Sigmund Freud says that “the first human who hurled an insult instead of a stone was the founder of civilization.” In fact, the disputes begin where the dialogue ends, and we understand the concept far more better than other people. Humans have no choice but to talk. Dialogue is used as a means to untie knots. We need to practice dialogue at the family level first, then at the educational level, then at the community level, and most importantly at the political level.
Dialogue does not mean insults, ridicule, blame-seeking, excuse, and distortion. Rather, it begins with hearing; an action that arises from respect for human beings, from a sense of sympathy with the same kind and understanding of others. Dialogue is a reciprocal action and requires the participation of another, and this requires recognizing him as a peer, neither inferior nor superior. This means establishing a horizontal relationship with another. For in the vertical relationship, the work is based on command and obedience, and the dialogue is excluded. Conversation is based on the patience to listen, to put oneself in the audience’s shoes, and to look at the world through their eyes. Only in this way can an end be found to the conflicts.

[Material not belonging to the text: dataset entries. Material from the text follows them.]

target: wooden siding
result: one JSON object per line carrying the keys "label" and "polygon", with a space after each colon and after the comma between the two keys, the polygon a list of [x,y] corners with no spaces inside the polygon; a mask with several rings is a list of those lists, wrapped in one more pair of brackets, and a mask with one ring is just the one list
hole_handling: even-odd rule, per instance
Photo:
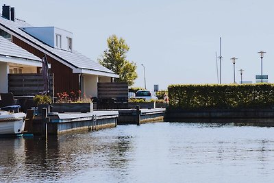
{"label": "wooden siding", "polygon": [[126,83],[98,83],[98,99],[128,97],[128,85]]}
{"label": "wooden siding", "polygon": [[[44,91],[44,80],[42,74],[8,74],[8,92],[14,95],[35,95]],[[53,75],[50,75],[50,95],[54,93]]]}
{"label": "wooden siding", "polygon": [[[15,36],[12,36],[12,42],[41,59],[45,56],[45,53],[42,51]],[[77,91],[79,90],[79,74],[73,73],[71,69],[49,56],[47,56],[47,58],[49,63],[51,64],[50,73],[54,74],[54,93],[55,95],[58,93],[70,93],[71,91]]]}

In Afghanistan, however, dialogue is not a deep-rooted tradition. Hence, parties and groups have preferred to be one-sided speakers rather than conversation, which means monologue rather than dialogue. Because of this, we have witnessed more than just dialogue, and as a result, ended up with controversy. In the absence of dialogue, it is said that the sound of a gun is louder than the throat of a man and the cry of battle is louder than the festivals of peace and empathy. This is where tyranny arises and the voices are muffled in the throats and nothing is left in anyone but anger.
Dialogue, however, is not a choice, it is a fundamental and eternal need, especially if we do not want war and guns to be an integral part of our destiny. In order to untie the knots, we have to talk, meaning we should encourage dialogue between ethnic groups, dialogue between parties, dialogue between religions, dialogue between scientific and philosophical disciplines, and most importantly, dialogue between people and governments.
The media is a platform for practicing dialogue, and media freedom provides an opportunity to learn the methods of dialogue. Any restriction on the media and any attempt to suppress freedom of expression is pushing a society further into obstruction and thus paving the way for more violence. To encourage tolerance, we need to rely on reflective, insightful conversation.